2. **Architectural ambiguity**: Multiple valid approaches with materially different tradeoffs that aren't resolvable from codebase conventions alone.
3. **Vision-dependent features**: Features where the user's intended UX or behavior model isn't fully specified by the request.
4. **New external dependencies**: Adding a service, SDK, or infrastructure component not already in the project.

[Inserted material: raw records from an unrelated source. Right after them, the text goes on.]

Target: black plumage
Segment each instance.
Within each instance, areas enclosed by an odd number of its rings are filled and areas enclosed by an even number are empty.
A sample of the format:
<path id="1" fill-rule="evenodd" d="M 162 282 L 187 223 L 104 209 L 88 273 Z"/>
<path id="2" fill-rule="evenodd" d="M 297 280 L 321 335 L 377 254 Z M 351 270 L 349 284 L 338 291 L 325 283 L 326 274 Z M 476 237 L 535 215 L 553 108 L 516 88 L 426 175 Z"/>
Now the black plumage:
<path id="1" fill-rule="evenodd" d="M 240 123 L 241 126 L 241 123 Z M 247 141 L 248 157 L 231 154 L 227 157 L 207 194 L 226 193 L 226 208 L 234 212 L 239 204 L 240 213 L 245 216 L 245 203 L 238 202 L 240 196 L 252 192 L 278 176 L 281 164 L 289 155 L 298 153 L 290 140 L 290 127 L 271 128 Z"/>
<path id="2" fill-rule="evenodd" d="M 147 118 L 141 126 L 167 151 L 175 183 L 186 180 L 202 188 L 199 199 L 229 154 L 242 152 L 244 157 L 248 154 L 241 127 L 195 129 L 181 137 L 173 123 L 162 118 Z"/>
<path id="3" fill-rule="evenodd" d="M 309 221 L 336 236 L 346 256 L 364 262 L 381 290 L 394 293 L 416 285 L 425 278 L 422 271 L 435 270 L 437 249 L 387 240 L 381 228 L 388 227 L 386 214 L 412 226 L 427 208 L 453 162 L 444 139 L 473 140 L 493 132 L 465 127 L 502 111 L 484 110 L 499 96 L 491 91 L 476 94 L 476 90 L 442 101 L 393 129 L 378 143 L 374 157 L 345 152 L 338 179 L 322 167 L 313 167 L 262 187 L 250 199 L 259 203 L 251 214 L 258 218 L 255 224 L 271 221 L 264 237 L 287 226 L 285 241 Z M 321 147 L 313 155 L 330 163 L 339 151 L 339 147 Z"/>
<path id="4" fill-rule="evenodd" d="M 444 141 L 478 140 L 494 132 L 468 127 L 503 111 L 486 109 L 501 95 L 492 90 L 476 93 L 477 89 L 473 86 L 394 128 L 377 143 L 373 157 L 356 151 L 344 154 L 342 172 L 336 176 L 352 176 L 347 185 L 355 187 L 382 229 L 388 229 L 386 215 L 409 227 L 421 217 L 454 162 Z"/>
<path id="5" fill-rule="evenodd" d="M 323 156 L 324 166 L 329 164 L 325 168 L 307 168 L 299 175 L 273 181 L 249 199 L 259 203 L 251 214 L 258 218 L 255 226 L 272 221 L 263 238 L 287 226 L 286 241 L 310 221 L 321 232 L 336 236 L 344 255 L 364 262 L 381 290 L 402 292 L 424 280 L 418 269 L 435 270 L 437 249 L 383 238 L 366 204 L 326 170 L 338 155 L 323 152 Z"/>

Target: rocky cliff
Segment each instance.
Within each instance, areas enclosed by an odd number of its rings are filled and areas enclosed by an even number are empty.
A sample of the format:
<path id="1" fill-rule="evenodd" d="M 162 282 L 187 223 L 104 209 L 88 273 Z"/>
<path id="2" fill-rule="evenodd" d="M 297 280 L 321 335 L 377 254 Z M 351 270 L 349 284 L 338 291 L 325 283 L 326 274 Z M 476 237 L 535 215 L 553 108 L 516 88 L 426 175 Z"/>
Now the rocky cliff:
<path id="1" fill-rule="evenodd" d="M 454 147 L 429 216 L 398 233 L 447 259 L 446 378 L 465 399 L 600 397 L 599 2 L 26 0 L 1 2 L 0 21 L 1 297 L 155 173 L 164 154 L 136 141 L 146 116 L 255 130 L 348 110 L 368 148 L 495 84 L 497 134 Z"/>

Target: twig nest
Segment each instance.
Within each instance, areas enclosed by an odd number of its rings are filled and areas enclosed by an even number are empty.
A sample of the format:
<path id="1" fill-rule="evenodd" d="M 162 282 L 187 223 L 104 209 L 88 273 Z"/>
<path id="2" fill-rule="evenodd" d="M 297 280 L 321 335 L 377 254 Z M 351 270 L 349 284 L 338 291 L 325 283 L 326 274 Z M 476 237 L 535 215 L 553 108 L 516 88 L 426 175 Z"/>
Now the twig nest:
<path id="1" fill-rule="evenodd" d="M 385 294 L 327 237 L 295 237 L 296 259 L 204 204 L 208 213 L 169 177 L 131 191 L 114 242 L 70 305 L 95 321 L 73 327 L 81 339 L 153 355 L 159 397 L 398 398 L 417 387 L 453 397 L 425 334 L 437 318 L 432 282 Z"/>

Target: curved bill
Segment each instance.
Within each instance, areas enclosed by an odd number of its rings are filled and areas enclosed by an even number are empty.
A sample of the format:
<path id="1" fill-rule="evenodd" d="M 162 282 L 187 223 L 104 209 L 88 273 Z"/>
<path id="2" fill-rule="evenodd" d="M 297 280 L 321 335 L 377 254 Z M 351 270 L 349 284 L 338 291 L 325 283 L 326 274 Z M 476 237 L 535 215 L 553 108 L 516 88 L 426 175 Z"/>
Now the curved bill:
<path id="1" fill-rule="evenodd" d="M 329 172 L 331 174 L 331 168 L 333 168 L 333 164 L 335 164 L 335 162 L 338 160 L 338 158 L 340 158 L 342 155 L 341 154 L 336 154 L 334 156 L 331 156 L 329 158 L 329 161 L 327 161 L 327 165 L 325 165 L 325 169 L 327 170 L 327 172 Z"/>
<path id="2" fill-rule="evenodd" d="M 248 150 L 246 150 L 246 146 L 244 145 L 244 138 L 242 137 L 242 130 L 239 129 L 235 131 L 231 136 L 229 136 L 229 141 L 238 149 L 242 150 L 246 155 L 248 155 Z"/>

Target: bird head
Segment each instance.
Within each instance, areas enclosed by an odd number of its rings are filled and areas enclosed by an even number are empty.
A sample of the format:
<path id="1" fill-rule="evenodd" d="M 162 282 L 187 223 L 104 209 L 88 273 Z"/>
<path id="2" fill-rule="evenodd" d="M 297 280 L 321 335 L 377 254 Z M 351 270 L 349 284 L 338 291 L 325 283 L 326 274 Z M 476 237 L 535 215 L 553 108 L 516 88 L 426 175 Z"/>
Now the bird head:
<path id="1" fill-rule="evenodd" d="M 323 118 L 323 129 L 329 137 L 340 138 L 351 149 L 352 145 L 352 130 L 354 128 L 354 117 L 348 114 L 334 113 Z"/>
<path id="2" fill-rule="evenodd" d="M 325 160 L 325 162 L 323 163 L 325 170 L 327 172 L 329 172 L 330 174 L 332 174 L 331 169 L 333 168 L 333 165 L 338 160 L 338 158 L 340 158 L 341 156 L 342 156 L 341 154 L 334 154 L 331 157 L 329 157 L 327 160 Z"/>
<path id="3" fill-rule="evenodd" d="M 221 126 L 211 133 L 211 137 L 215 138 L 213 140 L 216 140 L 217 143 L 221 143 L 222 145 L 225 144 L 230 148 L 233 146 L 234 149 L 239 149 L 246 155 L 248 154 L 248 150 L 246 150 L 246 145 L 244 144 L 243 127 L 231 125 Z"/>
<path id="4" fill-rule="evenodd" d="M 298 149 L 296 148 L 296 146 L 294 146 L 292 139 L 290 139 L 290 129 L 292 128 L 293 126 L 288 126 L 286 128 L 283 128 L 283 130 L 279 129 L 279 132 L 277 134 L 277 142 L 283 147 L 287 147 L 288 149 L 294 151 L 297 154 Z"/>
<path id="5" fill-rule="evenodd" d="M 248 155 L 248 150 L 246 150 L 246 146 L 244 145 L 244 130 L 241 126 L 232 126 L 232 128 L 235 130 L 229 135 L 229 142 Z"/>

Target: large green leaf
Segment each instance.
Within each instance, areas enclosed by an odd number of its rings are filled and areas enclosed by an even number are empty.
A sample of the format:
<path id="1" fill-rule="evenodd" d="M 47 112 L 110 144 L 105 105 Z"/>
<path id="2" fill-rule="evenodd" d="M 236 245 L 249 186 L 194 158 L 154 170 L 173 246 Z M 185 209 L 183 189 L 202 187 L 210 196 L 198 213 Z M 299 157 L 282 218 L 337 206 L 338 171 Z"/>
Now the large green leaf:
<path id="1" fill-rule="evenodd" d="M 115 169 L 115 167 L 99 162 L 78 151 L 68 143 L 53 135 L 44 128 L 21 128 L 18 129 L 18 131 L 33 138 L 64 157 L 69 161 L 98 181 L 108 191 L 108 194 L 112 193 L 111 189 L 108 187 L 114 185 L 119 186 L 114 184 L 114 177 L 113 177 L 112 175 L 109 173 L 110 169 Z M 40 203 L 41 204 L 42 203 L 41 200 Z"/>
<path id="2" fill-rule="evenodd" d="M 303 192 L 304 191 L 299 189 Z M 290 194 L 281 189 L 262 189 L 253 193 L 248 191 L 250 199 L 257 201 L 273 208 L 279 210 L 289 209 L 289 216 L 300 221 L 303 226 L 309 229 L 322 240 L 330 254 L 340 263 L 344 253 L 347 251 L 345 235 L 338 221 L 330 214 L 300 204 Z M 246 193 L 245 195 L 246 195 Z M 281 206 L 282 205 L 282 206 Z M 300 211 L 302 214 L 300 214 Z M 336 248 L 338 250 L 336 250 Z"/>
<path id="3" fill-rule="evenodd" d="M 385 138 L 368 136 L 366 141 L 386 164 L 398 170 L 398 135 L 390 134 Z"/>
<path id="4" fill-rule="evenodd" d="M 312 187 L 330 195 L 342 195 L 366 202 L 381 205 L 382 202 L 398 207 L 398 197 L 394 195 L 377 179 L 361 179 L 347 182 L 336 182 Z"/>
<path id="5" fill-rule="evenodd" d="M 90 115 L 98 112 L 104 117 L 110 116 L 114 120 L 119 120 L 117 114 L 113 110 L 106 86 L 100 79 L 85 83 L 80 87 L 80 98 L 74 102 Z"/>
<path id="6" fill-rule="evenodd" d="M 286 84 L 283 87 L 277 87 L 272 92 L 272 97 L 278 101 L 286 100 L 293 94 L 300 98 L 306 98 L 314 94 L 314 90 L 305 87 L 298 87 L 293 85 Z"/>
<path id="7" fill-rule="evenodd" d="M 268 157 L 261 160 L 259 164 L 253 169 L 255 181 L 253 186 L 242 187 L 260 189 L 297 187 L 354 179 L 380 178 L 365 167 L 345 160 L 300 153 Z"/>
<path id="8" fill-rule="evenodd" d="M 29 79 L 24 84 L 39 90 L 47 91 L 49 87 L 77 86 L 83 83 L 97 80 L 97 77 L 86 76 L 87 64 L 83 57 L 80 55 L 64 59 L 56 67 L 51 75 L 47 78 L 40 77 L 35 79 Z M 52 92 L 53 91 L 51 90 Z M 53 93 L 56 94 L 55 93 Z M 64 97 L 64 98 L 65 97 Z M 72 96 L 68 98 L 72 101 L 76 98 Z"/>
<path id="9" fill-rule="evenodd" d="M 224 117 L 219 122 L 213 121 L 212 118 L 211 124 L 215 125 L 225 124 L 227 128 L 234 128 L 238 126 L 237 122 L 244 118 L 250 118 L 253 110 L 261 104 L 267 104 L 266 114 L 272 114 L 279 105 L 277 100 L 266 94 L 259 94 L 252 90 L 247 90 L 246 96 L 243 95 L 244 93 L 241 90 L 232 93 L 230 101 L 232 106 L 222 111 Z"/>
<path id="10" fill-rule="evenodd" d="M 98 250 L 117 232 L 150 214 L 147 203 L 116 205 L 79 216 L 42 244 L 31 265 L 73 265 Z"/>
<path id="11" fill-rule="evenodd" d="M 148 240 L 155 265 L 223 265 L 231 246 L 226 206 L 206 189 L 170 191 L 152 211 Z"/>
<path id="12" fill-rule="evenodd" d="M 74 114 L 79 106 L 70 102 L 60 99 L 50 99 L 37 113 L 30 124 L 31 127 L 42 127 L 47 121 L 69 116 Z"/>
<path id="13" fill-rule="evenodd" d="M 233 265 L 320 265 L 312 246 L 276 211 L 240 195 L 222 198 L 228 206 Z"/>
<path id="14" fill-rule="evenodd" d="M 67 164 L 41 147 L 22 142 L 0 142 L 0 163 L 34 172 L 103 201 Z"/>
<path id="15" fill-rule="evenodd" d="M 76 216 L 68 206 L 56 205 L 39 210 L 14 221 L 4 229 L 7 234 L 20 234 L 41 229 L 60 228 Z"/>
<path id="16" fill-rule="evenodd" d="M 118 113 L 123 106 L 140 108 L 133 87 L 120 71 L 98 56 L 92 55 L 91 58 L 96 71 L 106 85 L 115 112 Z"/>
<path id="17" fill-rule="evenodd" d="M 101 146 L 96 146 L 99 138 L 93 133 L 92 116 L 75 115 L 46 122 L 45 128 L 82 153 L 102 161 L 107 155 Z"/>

5. **Data model changes with migration impact**: Schema changes affecting existing production data.
The checkpoint must present the specific decision, 2-3 concrete options with tradeoffs, a recommendation, and a safe default. Implementation-level decisions (naming, file organization, code patterns) are NOT checkpoints — only user-visible behavior and architectural choices qualify.